Guest post by Kindred Spirits
Part One, Part Two, Part Three, Part Four, Part Five
Silence has a role to play in various spiritual traditions. “The Big Silence” was an interesting and well-done documentary about silence. A description of the documentary lies below.
The Big Silence documentary (~3 hours long; used to be free to view, but now only a preview is available at this site):
Abbot Christopher Jamison, a Benedictine monk, believes that he can teach five ordinary people the value of silent meditation, as practiced by monks in monasteries, so they can make it part of their everyday lives.
He sets up a three-month experiment to test out whether the ancient Christian tradition of silence can become part of modern lives.
Christopher brings the five volunteers to his own monastery, Worth Abbey, before sending them to begin a daunting eight days in complete silence at a specialist retreat center.
Journey with the volunteers into the interior space that time in silence reveals. They encounter anger, frustration and rebellion, but finally find their way to both personal and spiritual revelation.
Will they make silent contemplation a part of their everyday lives? How much will their lives be changed by what they have discovered in their time in silence? And will Abbot Christopher’s hope, that they will discover a new belief in God, be fulfilled?
Now available free at Gloria TV: The Big Silence 2012 (Reality TV meets Monasticism) Part 1, Part 2, Part 3. It appears that it can be watched for free on Amazon Prime too.
Maggie Ross: “The Big Silence”
Maggie Ross, (pen name of Martha Reeves), is a 30+ year professed solitary in the Anglican Faith. For many years, she spent half the year in remote Alaska, and the other half of the year teaching Theology at Oxford. She’s written a handful of books, and also writes a blog.
Her summary of “The Big Silence” documentary can be found in a blog post titled No Place for Silence:
It [‘The Big Silence’ on the BBC] was a well-done series, I thought; but Jamieson’s sadness and puzzlement at the end about people’s alienation to putting what they had found in silence into traditional words and church structures seemed the only disingenuous moment. He was right on when he pointed to the relationship between silence and the evolution of doctrine, but oblivious of how those doctrines have been divorced from silence, twisted, and used to beat people up, keeping them immature and dependent, narrowing the parameters of what it might possibly mean to be human.

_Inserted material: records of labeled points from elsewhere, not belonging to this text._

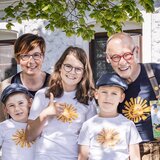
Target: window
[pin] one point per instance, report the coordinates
(8, 65)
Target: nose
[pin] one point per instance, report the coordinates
(31, 58)
(16, 108)
(122, 61)
(73, 71)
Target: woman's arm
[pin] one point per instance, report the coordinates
(83, 152)
(35, 127)
(134, 152)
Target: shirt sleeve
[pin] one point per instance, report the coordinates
(84, 137)
(39, 103)
(92, 109)
(134, 136)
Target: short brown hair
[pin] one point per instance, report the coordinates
(28, 42)
(85, 87)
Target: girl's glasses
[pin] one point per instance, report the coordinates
(26, 57)
(69, 68)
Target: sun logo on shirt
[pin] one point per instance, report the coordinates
(20, 139)
(69, 114)
(136, 109)
(108, 137)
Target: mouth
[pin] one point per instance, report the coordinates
(71, 77)
(123, 68)
(18, 114)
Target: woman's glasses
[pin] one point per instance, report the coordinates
(35, 56)
(69, 68)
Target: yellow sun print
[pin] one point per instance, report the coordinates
(69, 114)
(20, 139)
(108, 138)
(136, 109)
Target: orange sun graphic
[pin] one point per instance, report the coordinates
(108, 137)
(69, 114)
(136, 109)
(20, 139)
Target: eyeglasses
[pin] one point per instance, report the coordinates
(35, 56)
(69, 68)
(127, 56)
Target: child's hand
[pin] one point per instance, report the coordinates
(54, 108)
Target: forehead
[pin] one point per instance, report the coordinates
(120, 44)
(73, 60)
(15, 96)
(110, 88)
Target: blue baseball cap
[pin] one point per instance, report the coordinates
(112, 79)
(14, 88)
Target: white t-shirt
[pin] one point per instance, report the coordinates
(58, 140)
(12, 140)
(108, 138)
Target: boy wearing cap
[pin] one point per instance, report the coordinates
(17, 102)
(109, 135)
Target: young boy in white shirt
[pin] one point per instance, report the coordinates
(109, 135)
(17, 102)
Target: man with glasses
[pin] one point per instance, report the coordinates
(121, 53)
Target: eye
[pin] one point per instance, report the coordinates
(114, 93)
(36, 55)
(115, 58)
(21, 103)
(10, 106)
(127, 55)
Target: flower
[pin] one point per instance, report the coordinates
(108, 137)
(136, 109)
(69, 114)
(20, 139)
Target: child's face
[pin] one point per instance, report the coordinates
(17, 106)
(108, 98)
(71, 72)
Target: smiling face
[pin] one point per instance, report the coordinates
(126, 67)
(31, 66)
(17, 106)
(108, 98)
(71, 78)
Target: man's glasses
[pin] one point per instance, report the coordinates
(69, 68)
(35, 56)
(127, 56)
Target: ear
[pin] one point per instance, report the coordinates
(5, 110)
(107, 58)
(137, 53)
(122, 97)
(96, 94)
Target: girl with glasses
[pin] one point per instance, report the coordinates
(59, 111)
(29, 52)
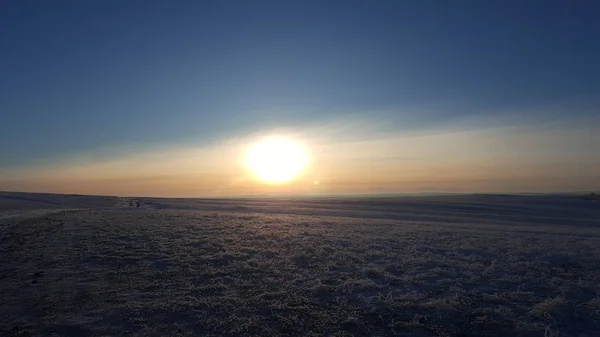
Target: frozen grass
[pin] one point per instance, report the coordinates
(165, 272)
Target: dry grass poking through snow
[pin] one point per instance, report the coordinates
(193, 273)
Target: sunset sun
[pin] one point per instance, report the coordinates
(276, 160)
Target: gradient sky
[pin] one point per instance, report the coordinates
(163, 97)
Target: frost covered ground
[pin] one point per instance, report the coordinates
(420, 266)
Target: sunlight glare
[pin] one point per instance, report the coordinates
(276, 159)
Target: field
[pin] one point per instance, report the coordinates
(472, 265)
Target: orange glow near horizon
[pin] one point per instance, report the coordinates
(276, 160)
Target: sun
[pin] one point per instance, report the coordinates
(276, 159)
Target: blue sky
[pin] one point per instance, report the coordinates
(84, 76)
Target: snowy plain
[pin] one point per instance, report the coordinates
(454, 265)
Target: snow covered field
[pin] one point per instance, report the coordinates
(479, 265)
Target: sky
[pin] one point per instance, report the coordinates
(164, 98)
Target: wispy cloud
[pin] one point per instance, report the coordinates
(351, 155)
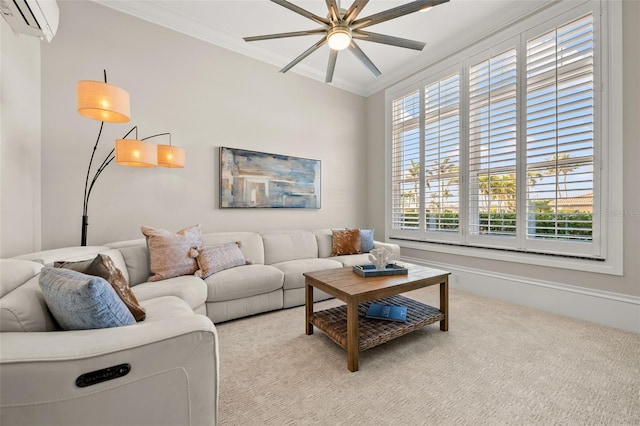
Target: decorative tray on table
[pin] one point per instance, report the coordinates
(372, 271)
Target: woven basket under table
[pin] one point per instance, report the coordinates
(373, 332)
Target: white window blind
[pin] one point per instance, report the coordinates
(560, 133)
(493, 145)
(442, 154)
(406, 165)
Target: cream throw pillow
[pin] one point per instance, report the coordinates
(169, 252)
(345, 242)
(217, 258)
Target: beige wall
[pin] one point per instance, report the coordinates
(206, 97)
(19, 142)
(627, 284)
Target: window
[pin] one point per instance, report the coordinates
(497, 147)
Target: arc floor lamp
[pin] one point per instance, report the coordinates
(107, 103)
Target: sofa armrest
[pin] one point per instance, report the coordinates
(173, 377)
(393, 248)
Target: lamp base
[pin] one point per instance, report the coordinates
(85, 224)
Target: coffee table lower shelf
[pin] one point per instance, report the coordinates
(374, 332)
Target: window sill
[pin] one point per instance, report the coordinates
(608, 266)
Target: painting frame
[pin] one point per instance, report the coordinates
(260, 180)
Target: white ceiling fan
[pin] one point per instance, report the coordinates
(341, 28)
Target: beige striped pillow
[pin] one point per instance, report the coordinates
(169, 252)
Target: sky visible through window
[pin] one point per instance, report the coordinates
(559, 130)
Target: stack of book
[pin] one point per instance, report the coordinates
(387, 312)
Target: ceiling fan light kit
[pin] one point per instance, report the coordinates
(339, 37)
(341, 28)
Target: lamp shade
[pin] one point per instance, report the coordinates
(103, 102)
(171, 156)
(135, 153)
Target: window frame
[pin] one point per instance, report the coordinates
(607, 17)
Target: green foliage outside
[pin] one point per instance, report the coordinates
(545, 223)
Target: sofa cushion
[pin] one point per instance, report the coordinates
(243, 281)
(345, 242)
(280, 246)
(24, 309)
(102, 266)
(294, 269)
(15, 272)
(169, 252)
(323, 239)
(82, 302)
(217, 258)
(136, 257)
(161, 308)
(187, 287)
(251, 244)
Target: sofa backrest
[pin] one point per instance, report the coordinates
(281, 246)
(135, 256)
(48, 257)
(22, 305)
(324, 238)
(251, 244)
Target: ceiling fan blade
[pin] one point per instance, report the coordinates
(301, 11)
(283, 35)
(364, 58)
(391, 40)
(334, 10)
(396, 12)
(306, 53)
(333, 55)
(355, 9)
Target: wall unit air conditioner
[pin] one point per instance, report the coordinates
(33, 17)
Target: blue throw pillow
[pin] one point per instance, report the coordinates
(82, 302)
(366, 240)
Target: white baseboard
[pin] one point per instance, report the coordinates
(601, 307)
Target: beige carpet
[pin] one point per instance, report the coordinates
(498, 364)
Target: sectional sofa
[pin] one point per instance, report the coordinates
(172, 355)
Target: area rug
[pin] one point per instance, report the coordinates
(499, 364)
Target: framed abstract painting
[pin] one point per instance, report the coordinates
(250, 179)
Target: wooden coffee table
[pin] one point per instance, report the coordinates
(347, 326)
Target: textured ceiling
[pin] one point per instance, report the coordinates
(224, 23)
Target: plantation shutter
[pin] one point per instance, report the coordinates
(560, 133)
(405, 167)
(492, 146)
(442, 154)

How can Jamieson stand the conflict between what deep silence teaches and what being a Roman Catholic forces you to assent to? Does he just glaze over, tune out, the way so many RC monastics do when confronted by contradiction (as opposed to paradox)?
I’m a professed religious and my sympathies are all with the alienated. Organized religion has become so embarrassing that it’s not surprising people don’t want to be associated with it. I’m not willing to use the fossilized language, either, not unless it’s ringed about with explanations and caveats and provisionality. Some of it can still be useful, but only as it is understood in its wider relationship to silence and as it is restored to its relationship to silence and, most of all, as it yields to silence.
Another example of Ross being highly critical of organized religion can be found in her blog post Stammering in the Dark.
After watching the documentary, think of what the participant’s experiences were, and how those experiences were related to Christian doctrine. Did their experiences directly concern or support church doctrines? Or were their experiences of a more generic feeling of peace, that doesn’t support any particular church doctrine or theology? Imagine if each of the five participants had a different religious and cultural background, and what conclusions they would come to from the experiences that they had, e.g., would a Hindu see Jesus, or Krishna? Would a Buddhist see Jesus or Buddha?